All’epoca uscì un breve articolo su “Il riformista” a firma di Oscar Giannino che ieri ha anche ricordato su “libero” l’incresciosa circostanza. A parziale discolpa, si fa per dire, dell’oggi capo del Cesis, sempre grazie a Prodi che per anni lo ha avuto come consulente per gli affari militari in Nomisma, si può solo osservare che sei mesi fa ancora non era uscito il libro di Arturo Diaconale “Iran-Israele, olocausto nucleare”, che ben spiega come l’atomica di Teheran non vada annoverata tra le armi di deterrenza reciproca ma come una letale iniziativa di attacco allo stato ebraico, che contrariamente all’Iran che ha un territorio immenso, con un unico colpo potrebbe perdere un terzo del proprio territorio e dei propri abitanti. In pratica una nuova shoà. Magari il generale Cucchi a questo non ci ha pensato: perché la deterrenza nucleare sia reciproca non occorre solo un numero più o meno equivalente di bombe nell’arsenale ma anche un altrettanto quasi equivalente territorio tra i due paesi potenzialmente in guerra. Cosa questa, come spiega lucidamente Diaconale nel libro su citato, che ha permesso a Usa e Urss di stare nell’equilibrio del terrore durante la guerra fredda. Ma se l’estensione del territorio americano fosse stato pari a quello dello stato di Israele magari le cose sarebbero andate ben diversamente e ovviamente in maniera più tragica.

In quello stesso stravagante simposio il generale Cucchi osservava anche che “andrebbe rivisto il trattato di non proliferazione nucleare nel suo complesso, bisognerebbe tornare all'idea originaria del cosiddetto 'Piano Baruch' con il controllo di tutto il nucleare mondiale concentrato nelle mani delle Nazioni Unite”. Che è un po’ come fare dirigere l’Avis, il centro di raccolta del sangue, a Dracula. Secondo Cucchi infatti “il problema è che l'Onu non ha la capacità di esprimere un'autorità adeguata e che nessuno vuole seriamente mettere mano ad una sua riforma. Qualsiasi cambiamento di equilibrio toccherebbe infatti interessi ormai consolidati''. Come da questa analisi possa discendere un qualche elemento positivo dallo stato di fatto attuale e dai possibili futuri eventi con un Iran che potrebbe mettere il mondo davanti la fatto compiuto di avere l’atomica non è dato sapere. Questi geopolitici che vanno per la maggiore nelle congreghe cattocomuniste tra Nomisma e Limes sono decisi fino alla sicumera quando c’è da fare una qualche diagnosi azzardata, ma nel rimedio al male rimangono sempre un passo indietro.
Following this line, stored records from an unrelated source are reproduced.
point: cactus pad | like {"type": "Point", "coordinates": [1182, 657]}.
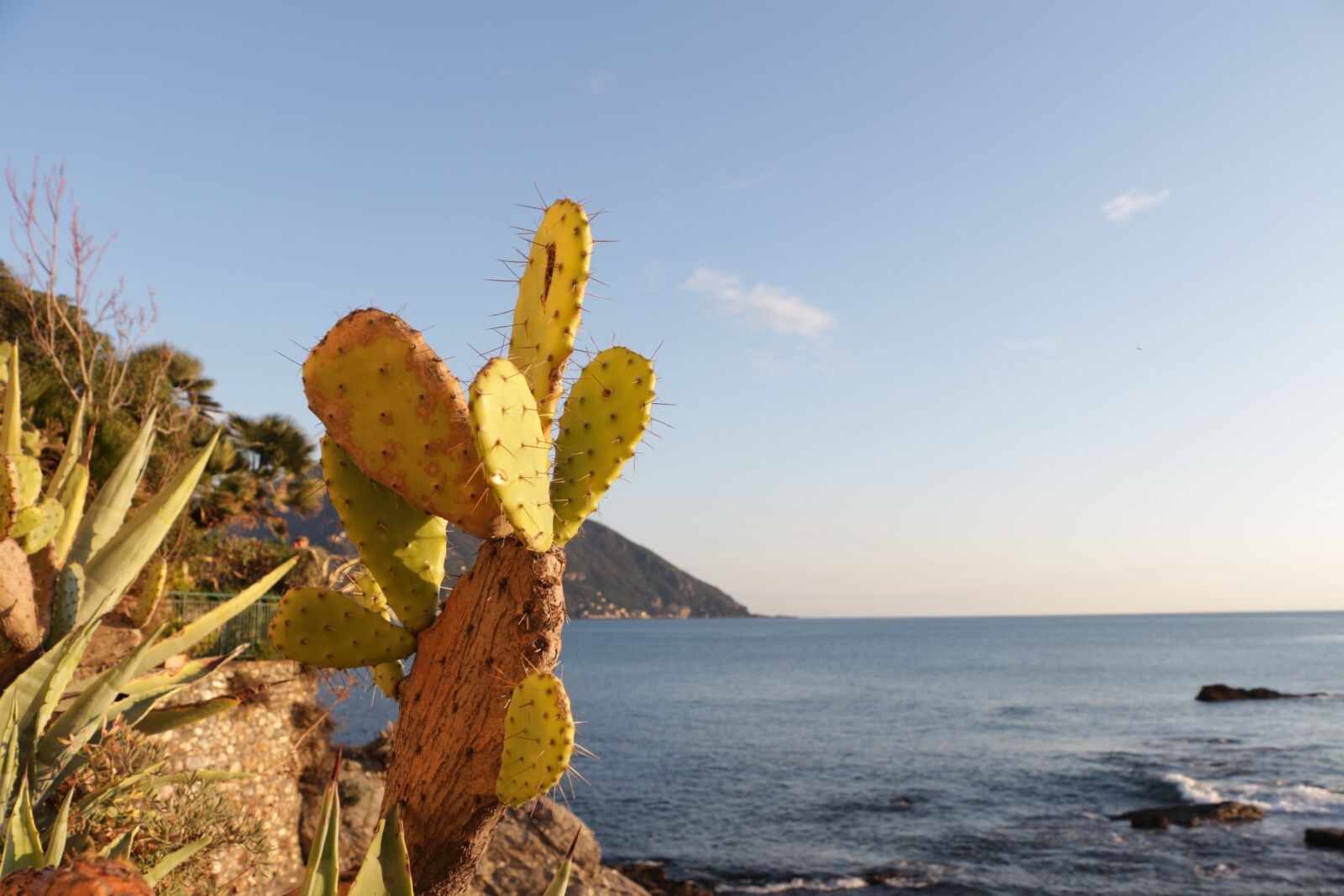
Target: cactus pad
{"type": "Point", "coordinates": [514, 450]}
{"type": "Point", "coordinates": [38, 524]}
{"type": "Point", "coordinates": [550, 301]}
{"type": "Point", "coordinates": [71, 587]}
{"type": "Point", "coordinates": [396, 409]}
{"type": "Point", "coordinates": [333, 631]}
{"type": "Point", "coordinates": [538, 739]}
{"type": "Point", "coordinates": [605, 417]}
{"type": "Point", "coordinates": [30, 479]}
{"type": "Point", "coordinates": [402, 546]}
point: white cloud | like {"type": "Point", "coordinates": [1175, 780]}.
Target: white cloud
{"type": "Point", "coordinates": [1132, 202]}
{"type": "Point", "coordinates": [748, 183]}
{"type": "Point", "coordinates": [763, 305]}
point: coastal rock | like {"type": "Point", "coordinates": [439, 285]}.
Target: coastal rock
{"type": "Point", "coordinates": [1163, 817]}
{"type": "Point", "coordinates": [1223, 694]}
{"type": "Point", "coordinates": [1331, 837]}
{"type": "Point", "coordinates": [528, 844]}
{"type": "Point", "coordinates": [655, 879]}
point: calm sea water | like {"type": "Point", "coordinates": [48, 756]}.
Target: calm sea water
{"type": "Point", "coordinates": [954, 755]}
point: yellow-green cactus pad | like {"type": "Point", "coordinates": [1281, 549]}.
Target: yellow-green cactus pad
{"type": "Point", "coordinates": [550, 301]}
{"type": "Point", "coordinates": [605, 417]}
{"type": "Point", "coordinates": [8, 495]}
{"type": "Point", "coordinates": [30, 479]}
{"type": "Point", "coordinates": [396, 409]}
{"type": "Point", "coordinates": [514, 450]}
{"type": "Point", "coordinates": [38, 524]}
{"type": "Point", "coordinates": [333, 631]}
{"type": "Point", "coordinates": [538, 739]}
{"type": "Point", "coordinates": [402, 546]}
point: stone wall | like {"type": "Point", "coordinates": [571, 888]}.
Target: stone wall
{"type": "Point", "coordinates": [273, 735]}
{"type": "Point", "coordinates": [281, 736]}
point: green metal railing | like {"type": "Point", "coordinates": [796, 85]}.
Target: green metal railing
{"type": "Point", "coordinates": [248, 627]}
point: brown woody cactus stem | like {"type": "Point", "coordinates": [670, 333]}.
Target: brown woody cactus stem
{"type": "Point", "coordinates": [501, 621]}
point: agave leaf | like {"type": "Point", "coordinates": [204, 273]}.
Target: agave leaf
{"type": "Point", "coordinates": [22, 842]}
{"type": "Point", "coordinates": [194, 631]}
{"type": "Point", "coordinates": [60, 831]}
{"type": "Point", "coordinates": [116, 566]}
{"type": "Point", "coordinates": [387, 868]}
{"type": "Point", "coordinates": [168, 864]}
{"type": "Point", "coordinates": [322, 875]}
{"type": "Point", "coordinates": [74, 446]}
{"type": "Point", "coordinates": [109, 508]}
{"type": "Point", "coordinates": [10, 766]}
{"type": "Point", "coordinates": [67, 661]}
{"type": "Point", "coordinates": [562, 875]}
{"type": "Point", "coordinates": [11, 426]}
{"type": "Point", "coordinates": [161, 720]}
{"type": "Point", "coordinates": [73, 730]}
{"type": "Point", "coordinates": [73, 500]}
{"type": "Point", "coordinates": [120, 848]}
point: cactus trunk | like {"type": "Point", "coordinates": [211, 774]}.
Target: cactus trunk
{"type": "Point", "coordinates": [501, 622]}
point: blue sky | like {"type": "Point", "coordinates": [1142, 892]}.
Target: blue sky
{"type": "Point", "coordinates": [964, 308]}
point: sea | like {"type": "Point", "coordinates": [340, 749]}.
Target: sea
{"type": "Point", "coordinates": [969, 755]}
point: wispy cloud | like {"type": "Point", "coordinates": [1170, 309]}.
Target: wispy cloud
{"type": "Point", "coordinates": [1132, 202]}
{"type": "Point", "coordinates": [1030, 344]}
{"type": "Point", "coordinates": [748, 183]}
{"type": "Point", "coordinates": [763, 305]}
{"type": "Point", "coordinates": [597, 81]}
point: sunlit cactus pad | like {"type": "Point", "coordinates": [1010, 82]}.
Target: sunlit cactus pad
{"type": "Point", "coordinates": [331, 629]}
{"type": "Point", "coordinates": [550, 301]}
{"type": "Point", "coordinates": [514, 450]}
{"type": "Point", "coordinates": [396, 410]}
{"type": "Point", "coordinates": [538, 739]}
{"type": "Point", "coordinates": [605, 417]}
{"type": "Point", "coordinates": [402, 546]}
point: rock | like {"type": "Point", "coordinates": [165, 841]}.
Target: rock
{"type": "Point", "coordinates": [655, 879]}
{"type": "Point", "coordinates": [1163, 817]}
{"type": "Point", "coordinates": [522, 857]}
{"type": "Point", "coordinates": [1332, 837]}
{"type": "Point", "coordinates": [528, 848]}
{"type": "Point", "coordinates": [1222, 694]}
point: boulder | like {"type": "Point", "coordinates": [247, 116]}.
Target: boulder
{"type": "Point", "coordinates": [1223, 694]}
{"type": "Point", "coordinates": [528, 844]}
{"type": "Point", "coordinates": [1331, 837]}
{"type": "Point", "coordinates": [1163, 817]}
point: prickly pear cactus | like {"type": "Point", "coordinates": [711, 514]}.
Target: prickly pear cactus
{"type": "Point", "coordinates": [538, 739]}
{"type": "Point", "coordinates": [401, 546]}
{"type": "Point", "coordinates": [605, 417]}
{"type": "Point", "coordinates": [514, 450]}
{"type": "Point", "coordinates": [333, 631]}
{"type": "Point", "coordinates": [396, 410]}
{"type": "Point", "coordinates": [550, 301]}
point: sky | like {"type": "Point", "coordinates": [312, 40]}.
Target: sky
{"type": "Point", "coordinates": [963, 308]}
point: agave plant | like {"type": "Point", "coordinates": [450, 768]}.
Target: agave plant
{"type": "Point", "coordinates": [51, 723]}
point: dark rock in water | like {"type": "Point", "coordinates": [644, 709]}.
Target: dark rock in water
{"type": "Point", "coordinates": [1221, 694]}
{"type": "Point", "coordinates": [655, 879]}
{"type": "Point", "coordinates": [1332, 837]}
{"type": "Point", "coordinates": [1163, 817]}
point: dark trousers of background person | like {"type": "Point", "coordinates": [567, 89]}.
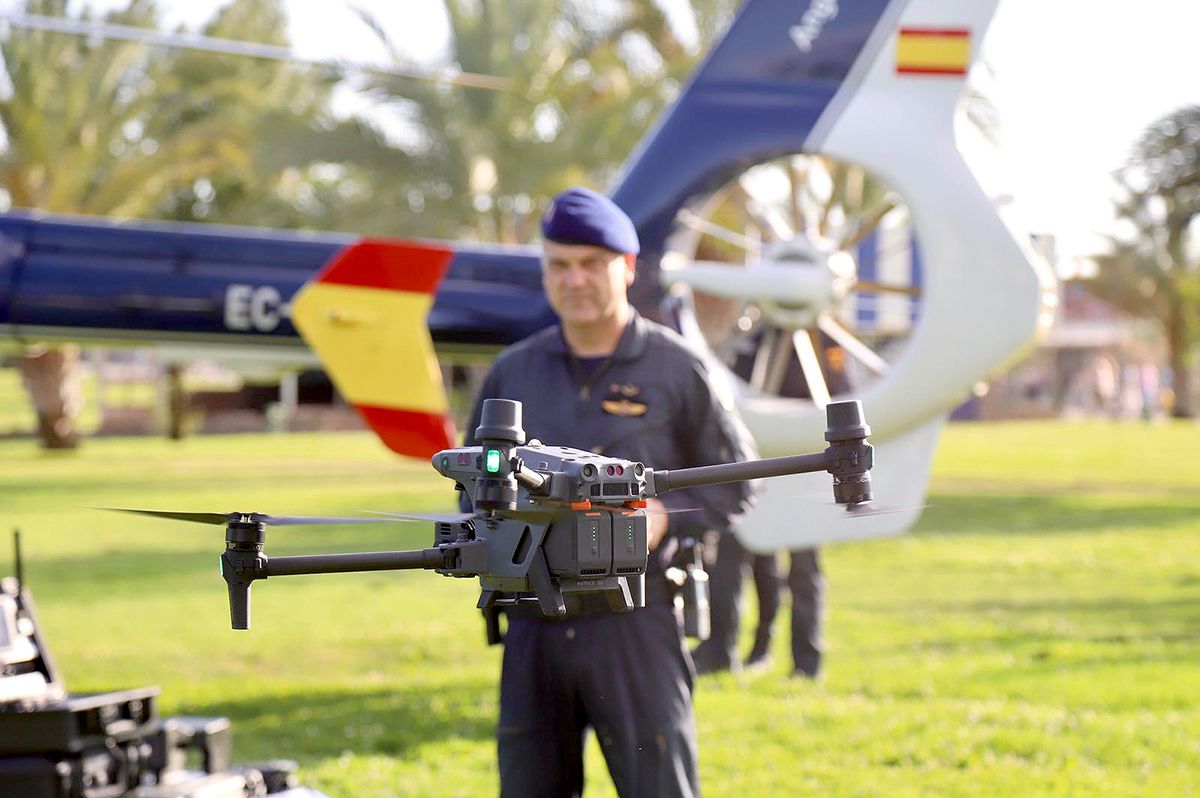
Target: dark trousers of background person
{"type": "Point", "coordinates": [807, 585]}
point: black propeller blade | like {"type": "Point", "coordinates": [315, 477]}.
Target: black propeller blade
{"type": "Point", "coordinates": [222, 519]}
{"type": "Point", "coordinates": [447, 517]}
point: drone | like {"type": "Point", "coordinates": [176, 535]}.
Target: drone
{"type": "Point", "coordinates": [549, 522]}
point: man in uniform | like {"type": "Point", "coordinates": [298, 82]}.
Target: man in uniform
{"type": "Point", "coordinates": [610, 382]}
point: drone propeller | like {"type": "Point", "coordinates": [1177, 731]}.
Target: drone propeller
{"type": "Point", "coordinates": [223, 519]}
{"type": "Point", "coordinates": [865, 509]}
{"type": "Point", "coordinates": [445, 517]}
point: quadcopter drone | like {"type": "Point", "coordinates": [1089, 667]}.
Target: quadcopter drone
{"type": "Point", "coordinates": [549, 521]}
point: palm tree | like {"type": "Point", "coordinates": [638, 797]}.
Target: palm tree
{"type": "Point", "coordinates": [1152, 268]}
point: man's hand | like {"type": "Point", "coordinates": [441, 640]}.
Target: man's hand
{"type": "Point", "coordinates": [657, 522]}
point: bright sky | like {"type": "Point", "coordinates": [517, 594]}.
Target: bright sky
{"type": "Point", "coordinates": [1075, 82]}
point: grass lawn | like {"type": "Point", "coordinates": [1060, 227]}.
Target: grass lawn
{"type": "Point", "coordinates": [1038, 634]}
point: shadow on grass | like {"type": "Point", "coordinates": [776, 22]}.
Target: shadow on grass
{"type": "Point", "coordinates": [327, 723]}
{"type": "Point", "coordinates": [1125, 630]}
{"type": "Point", "coordinates": [984, 514]}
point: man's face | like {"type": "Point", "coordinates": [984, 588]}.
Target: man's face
{"type": "Point", "coordinates": [585, 283]}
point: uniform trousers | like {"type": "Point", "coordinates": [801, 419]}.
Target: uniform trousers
{"type": "Point", "coordinates": [627, 676]}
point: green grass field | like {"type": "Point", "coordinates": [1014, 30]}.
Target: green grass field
{"type": "Point", "coordinates": [1038, 634]}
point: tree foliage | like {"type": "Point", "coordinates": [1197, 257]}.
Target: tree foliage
{"type": "Point", "coordinates": [1153, 264]}
{"type": "Point", "coordinates": [123, 129]}
{"type": "Point", "coordinates": [586, 82]}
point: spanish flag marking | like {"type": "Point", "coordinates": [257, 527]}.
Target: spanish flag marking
{"type": "Point", "coordinates": [365, 317]}
{"type": "Point", "coordinates": [934, 51]}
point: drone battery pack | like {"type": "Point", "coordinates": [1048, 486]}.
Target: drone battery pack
{"type": "Point", "coordinates": [81, 723]}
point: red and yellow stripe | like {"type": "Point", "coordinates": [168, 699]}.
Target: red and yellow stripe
{"type": "Point", "coordinates": [365, 317]}
{"type": "Point", "coordinates": [934, 51]}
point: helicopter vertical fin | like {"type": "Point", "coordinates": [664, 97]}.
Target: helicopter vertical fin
{"type": "Point", "coordinates": [365, 317]}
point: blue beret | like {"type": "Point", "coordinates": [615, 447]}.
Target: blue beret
{"type": "Point", "coordinates": [583, 216]}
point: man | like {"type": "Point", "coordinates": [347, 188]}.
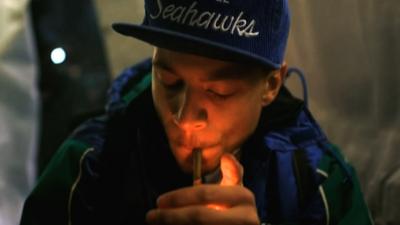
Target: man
{"type": "Point", "coordinates": [214, 86]}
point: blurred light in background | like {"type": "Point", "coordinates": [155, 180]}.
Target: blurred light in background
{"type": "Point", "coordinates": [58, 55]}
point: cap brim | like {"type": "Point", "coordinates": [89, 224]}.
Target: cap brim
{"type": "Point", "coordinates": [190, 44]}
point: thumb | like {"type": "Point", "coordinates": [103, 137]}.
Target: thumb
{"type": "Point", "coordinates": [232, 171]}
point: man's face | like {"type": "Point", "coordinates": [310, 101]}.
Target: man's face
{"type": "Point", "coordinates": [205, 103]}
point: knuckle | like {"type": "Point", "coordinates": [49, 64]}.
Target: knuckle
{"type": "Point", "coordinates": [197, 217]}
{"type": "Point", "coordinates": [248, 196]}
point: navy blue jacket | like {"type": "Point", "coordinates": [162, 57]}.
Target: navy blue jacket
{"type": "Point", "coordinates": [113, 167]}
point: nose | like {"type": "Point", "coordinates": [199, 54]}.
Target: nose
{"type": "Point", "coordinates": [191, 115]}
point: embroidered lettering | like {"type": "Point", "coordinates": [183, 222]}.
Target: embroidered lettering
{"type": "Point", "coordinates": [206, 19]}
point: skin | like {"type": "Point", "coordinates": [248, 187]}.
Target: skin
{"type": "Point", "coordinates": [213, 105]}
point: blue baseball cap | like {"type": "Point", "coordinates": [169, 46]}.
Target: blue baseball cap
{"type": "Point", "coordinates": [235, 30]}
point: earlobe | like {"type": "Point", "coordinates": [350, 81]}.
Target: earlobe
{"type": "Point", "coordinates": [273, 84]}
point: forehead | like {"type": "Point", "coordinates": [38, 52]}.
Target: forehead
{"type": "Point", "coordinates": [211, 69]}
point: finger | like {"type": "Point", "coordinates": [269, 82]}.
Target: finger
{"type": "Point", "coordinates": [206, 194]}
{"type": "Point", "coordinates": [232, 171]}
{"type": "Point", "coordinates": [202, 215]}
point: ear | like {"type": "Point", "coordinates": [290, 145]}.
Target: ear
{"type": "Point", "coordinates": [273, 84]}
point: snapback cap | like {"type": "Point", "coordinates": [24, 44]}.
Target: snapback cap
{"type": "Point", "coordinates": [235, 30]}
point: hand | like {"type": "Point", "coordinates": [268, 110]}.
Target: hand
{"type": "Point", "coordinates": [226, 203]}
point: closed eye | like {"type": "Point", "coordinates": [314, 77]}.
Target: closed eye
{"type": "Point", "coordinates": [219, 95]}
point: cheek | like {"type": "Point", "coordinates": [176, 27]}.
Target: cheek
{"type": "Point", "coordinates": [237, 121]}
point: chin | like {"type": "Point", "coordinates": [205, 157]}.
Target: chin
{"type": "Point", "coordinates": [210, 159]}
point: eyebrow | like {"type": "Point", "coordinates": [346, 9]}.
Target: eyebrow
{"type": "Point", "coordinates": [226, 72]}
{"type": "Point", "coordinates": [163, 65]}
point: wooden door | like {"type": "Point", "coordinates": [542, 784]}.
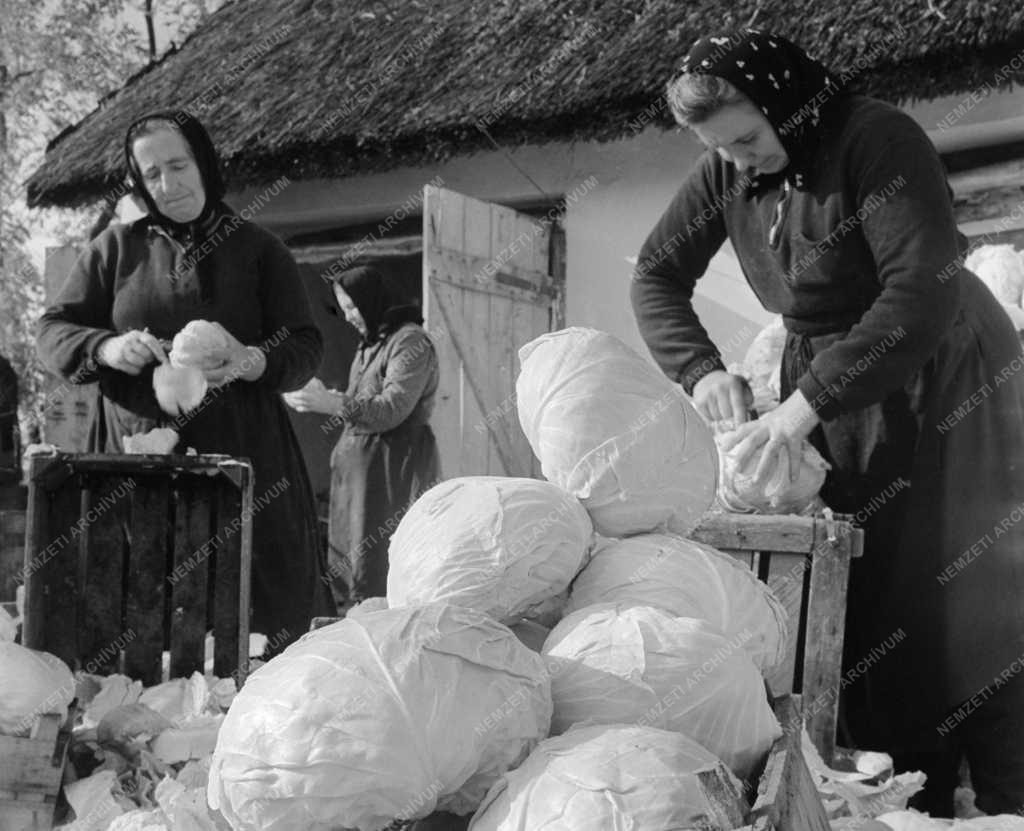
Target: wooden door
{"type": "Point", "coordinates": [493, 280]}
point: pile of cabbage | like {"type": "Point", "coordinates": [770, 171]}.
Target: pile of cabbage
{"type": "Point", "coordinates": [551, 653]}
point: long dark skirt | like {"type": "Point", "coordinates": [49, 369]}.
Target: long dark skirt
{"type": "Point", "coordinates": [936, 475]}
{"type": "Point", "coordinates": [246, 421]}
{"type": "Point", "coordinates": [374, 480]}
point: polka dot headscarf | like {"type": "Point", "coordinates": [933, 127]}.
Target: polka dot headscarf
{"type": "Point", "coordinates": [793, 90]}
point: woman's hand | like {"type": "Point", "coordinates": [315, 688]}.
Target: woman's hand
{"type": "Point", "coordinates": [779, 432]}
{"type": "Point", "coordinates": [314, 397]}
{"type": "Point", "coordinates": [722, 396]}
{"type": "Point", "coordinates": [235, 361]}
{"type": "Point", "coordinates": [130, 352]}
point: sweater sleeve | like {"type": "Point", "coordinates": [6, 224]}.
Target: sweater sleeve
{"type": "Point", "coordinates": [674, 257]}
{"type": "Point", "coordinates": [906, 218]}
{"type": "Point", "coordinates": [72, 329]}
{"type": "Point", "coordinates": [407, 372]}
{"type": "Point", "coordinates": [293, 344]}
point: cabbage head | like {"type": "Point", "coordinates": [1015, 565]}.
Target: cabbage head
{"type": "Point", "coordinates": [738, 491]}
{"type": "Point", "coordinates": [637, 664]}
{"type": "Point", "coordinates": [503, 545]}
{"type": "Point", "coordinates": [32, 684]}
{"type": "Point", "coordinates": [609, 428]}
{"type": "Point", "coordinates": [613, 777]}
{"type": "Point", "coordinates": [686, 579]}
{"type": "Point", "coordinates": [389, 715]}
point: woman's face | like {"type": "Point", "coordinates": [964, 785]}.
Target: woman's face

Ma il pensiero ben stravagante di questo generale che da domani coordinerà i due servizi di sicurezza con Palazzo Chigi, va oltre queste battute che sicuramente saranno ben poco apprezzate da Washington e da Gerusalemme. Da buon prodiano, Cucchi è un convinto assertore dell’inutilità della lotta al terrorismo con gli eserciti e in particolare con le forze Nato. L’uomo giusto per preparare le masse italiane al ritiro anche dall’Afghanistan, dopo l’Iraq. E sempre quel maledetto 8 febbraio ecco quale fu il Cucchi pensiero su Hamas: “L'interlocutore giusto con cui Israele deve trattare è Hamas, perché un accordo sulla sicurezza si può conseguire solo con il consenso di colui che crea e gestisce l’insicurezza”. Portando questo paradosso alle estreme conseguenze allora l’Italia poteva risparmiarsi quasi dieci anni di contrasto militare alla lotta armata sedendosi al tavolo con Curcio, Moretti e Gallinari e tutto lo stato maggiore delle Brigate rosse.